Пролог. Как снег на голову
Институт Лос-Анджелеса, декабрь 2007 г.
В день, когда погибли родители Эммы Карстэйрс, погода стояла отличная. С другой стороны, погода в Лос-Анджелесе почти всегда радует.
Ясным зимним утром они высадили Эмму возле Института за Прибрежным шоссе. На небе – ни облачка, сплошная безбрежная синь, протянувшаяся от утесов Пасифик-Палисадес до пляжей Пойнт-Дюма.
Ночью доставили сводку о демонической активности в районе береговых пещер Лео-Каррильо. Расследование поручили Карстэйрсам. Позже в памяти Эммы всплыло, как мама, поправляя выбитую ветром прядь, предложила отцу начертать Руну отваги, на что Джон Карстэйрс лишь рассмеялся и ответил, что не очень-то доверяет всем этим новомодным рунам. Дескать, спасибо, но ему вполне хватает и «Серой книги».
Впрочем, в тот момент Эмме было недосуг слушать споры про защитные руны и прочие обереги. Наскоро обняв родителей, она побежала вверх по ступенькам, не обращая внимания на бьющий по лопаткам рюкзачок.
Эмма до сих пор была в восторге, что удалось устроиться стажером в Институт. И дело не в том, что здесь жил Джулиан, ее лучший друг, – всякий раз, оказываясь внутри этих стен, она испытывала пьянящее чувство полета над океаном, который был рядом, только руку протяни. Институт представлял собой массивное сооружение из камня и дерева в конце усыпанной гравием дороги, вившейся между холмами. Все его окна выходили на океан и небо, отчего дух захватывало. Девочка мечтала как-нибудь разок забраться вместе с Джулианом на крышу – жаль только, что родители запрещали, а ей так хотелось проверить, можно ли оттуда разглядеть границу пустыни в южной стороне.
Входная дверь ее узнала и послушно поддалась при первом же прикосновении. Вестибюль и коридоры нижних этажей были многолюдны – Сумеречные охотники сновали по своим делам. Должно быть, какое-то совещание, решила Эмма.
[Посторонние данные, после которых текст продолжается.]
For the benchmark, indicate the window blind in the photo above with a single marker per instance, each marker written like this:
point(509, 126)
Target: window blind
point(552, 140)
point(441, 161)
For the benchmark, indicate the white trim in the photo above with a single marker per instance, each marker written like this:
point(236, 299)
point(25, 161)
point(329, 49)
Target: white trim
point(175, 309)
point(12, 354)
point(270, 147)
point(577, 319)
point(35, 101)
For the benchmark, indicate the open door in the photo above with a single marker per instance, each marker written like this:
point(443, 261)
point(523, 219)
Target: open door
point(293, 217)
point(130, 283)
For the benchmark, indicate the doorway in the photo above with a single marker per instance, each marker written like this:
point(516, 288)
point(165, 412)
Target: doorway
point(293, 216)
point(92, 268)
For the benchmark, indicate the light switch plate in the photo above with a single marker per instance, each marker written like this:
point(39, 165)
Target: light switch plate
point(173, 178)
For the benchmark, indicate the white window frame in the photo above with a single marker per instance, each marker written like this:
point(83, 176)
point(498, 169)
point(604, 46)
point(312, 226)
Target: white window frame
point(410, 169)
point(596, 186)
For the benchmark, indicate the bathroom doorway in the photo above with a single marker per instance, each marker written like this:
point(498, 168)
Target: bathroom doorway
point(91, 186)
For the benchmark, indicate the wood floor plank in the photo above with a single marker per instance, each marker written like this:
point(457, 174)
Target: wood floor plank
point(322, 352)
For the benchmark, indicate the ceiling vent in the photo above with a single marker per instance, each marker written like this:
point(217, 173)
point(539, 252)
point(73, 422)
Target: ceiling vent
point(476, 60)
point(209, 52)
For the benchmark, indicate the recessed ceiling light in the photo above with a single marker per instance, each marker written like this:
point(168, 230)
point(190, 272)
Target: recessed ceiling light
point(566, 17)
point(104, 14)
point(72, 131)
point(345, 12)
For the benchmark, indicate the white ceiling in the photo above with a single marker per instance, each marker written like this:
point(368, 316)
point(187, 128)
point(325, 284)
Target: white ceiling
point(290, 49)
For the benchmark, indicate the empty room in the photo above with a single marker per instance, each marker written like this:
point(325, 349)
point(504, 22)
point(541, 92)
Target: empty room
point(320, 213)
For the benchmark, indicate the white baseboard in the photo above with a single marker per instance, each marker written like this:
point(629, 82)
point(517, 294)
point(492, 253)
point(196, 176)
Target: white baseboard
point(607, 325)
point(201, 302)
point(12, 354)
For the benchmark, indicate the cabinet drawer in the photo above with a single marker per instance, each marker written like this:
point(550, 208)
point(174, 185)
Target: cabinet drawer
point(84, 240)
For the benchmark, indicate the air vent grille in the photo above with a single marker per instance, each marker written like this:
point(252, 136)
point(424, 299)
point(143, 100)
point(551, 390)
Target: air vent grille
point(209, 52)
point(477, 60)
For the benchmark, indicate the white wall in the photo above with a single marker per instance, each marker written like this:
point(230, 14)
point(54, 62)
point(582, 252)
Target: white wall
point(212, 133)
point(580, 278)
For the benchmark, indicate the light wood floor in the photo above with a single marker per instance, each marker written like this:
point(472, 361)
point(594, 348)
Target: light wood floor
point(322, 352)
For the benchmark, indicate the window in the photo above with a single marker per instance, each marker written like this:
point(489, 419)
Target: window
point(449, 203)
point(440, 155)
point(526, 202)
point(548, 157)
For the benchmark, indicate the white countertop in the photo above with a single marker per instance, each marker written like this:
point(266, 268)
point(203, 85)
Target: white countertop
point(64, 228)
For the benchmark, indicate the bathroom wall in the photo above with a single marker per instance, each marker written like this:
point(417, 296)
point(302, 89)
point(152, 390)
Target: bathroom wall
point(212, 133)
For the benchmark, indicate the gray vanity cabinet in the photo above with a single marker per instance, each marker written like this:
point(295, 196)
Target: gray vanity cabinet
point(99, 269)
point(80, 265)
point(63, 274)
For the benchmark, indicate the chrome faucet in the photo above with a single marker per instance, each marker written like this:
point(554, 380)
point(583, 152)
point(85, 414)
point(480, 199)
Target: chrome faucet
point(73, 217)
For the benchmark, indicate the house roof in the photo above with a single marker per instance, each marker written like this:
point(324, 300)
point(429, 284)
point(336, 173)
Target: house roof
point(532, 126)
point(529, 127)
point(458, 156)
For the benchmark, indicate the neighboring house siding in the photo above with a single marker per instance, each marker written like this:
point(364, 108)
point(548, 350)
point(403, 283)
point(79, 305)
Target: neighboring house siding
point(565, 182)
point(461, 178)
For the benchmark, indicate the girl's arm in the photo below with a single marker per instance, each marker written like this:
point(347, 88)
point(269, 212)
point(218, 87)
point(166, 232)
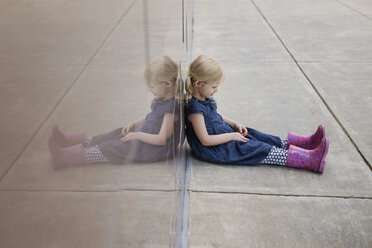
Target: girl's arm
point(132, 126)
point(159, 139)
point(236, 125)
point(197, 121)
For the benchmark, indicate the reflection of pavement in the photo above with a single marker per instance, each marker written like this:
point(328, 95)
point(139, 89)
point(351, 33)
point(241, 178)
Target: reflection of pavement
point(78, 63)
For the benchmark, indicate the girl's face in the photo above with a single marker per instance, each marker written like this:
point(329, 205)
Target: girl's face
point(207, 90)
point(161, 89)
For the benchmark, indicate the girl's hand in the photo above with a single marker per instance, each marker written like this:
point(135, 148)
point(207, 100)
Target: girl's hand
point(238, 136)
point(241, 129)
point(127, 129)
point(129, 136)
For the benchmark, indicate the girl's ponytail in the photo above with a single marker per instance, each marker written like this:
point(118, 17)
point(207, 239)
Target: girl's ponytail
point(189, 88)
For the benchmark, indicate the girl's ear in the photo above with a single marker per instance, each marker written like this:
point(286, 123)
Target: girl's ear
point(198, 83)
point(168, 83)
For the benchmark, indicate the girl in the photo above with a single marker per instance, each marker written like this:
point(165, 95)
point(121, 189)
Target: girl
point(218, 139)
point(151, 138)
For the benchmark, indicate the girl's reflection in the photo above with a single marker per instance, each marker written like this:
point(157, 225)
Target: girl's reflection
point(151, 138)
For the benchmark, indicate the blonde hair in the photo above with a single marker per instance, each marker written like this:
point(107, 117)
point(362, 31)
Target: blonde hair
point(160, 70)
point(204, 69)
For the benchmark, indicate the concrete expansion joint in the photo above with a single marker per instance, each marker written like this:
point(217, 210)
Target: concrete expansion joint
point(346, 197)
point(87, 191)
point(360, 13)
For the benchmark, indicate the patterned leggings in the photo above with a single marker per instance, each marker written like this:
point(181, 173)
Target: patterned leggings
point(277, 155)
point(93, 154)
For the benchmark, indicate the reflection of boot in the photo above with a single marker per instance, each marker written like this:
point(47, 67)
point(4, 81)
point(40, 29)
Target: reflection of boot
point(61, 157)
point(307, 142)
point(313, 160)
point(64, 140)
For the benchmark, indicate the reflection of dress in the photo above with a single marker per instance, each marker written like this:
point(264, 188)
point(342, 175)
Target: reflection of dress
point(232, 152)
point(138, 151)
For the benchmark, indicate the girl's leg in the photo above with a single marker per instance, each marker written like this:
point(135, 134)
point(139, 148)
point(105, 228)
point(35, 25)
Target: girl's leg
point(297, 157)
point(267, 138)
point(307, 142)
point(276, 156)
point(74, 155)
point(67, 140)
point(102, 138)
point(94, 155)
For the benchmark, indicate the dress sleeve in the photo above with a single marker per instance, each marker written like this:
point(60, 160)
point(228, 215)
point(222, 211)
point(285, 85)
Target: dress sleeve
point(168, 108)
point(194, 107)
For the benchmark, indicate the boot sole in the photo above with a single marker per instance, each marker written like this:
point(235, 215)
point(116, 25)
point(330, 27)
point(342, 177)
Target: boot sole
point(322, 163)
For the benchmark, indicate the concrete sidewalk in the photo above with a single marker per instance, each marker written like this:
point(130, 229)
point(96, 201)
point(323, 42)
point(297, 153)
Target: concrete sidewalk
point(289, 66)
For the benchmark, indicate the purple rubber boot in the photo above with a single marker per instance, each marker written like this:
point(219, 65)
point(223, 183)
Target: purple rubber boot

Из толпы ее глаза выхватили Эндрю Блэкторна, отца Джулиана и главу Института. Не желая терять время на приветствия, она шмыгнула в раздевалку на втором этаже, где сменила свои джинсы и футболку на униформу стажера: безразмерную рубашку, хлопчатобумажные штаны свободного покроя и – самая важная деталь экипировки – заплечный меч.
Кортана. Это слово означало «малый меч», хотя, с точки зрения Эммы, ничего малого в нем не было: лезвие длиной с ее собственное предплечье. Гравировка на искрящемся металле до сих пор вызывала у девочки непроизвольные мурашки: «Я – Кортана, той же стали и закалки, что Жуаёз и Дюрандаль».
Отец объяснил, что это значит, когда впервые вложил клинок в руки десятилетней дочери.
– Будешь с ним тренироваться с моего разрешения, пока не достигнешь восемнадцати. И уже тогда он станет твоим, – сказал он и, с улыбкой наблюдая, как Эмма водит пальцем по надписи, спросил: – Что, непонятно?
Она помотала головой. «Сталь» – это понятно, но вот «закалка»… При чем тут физзарядка и утренние обливания холодной водой, на которых всегда настаивал отец, мол, закаляйся! Разве у стали бывает насморк?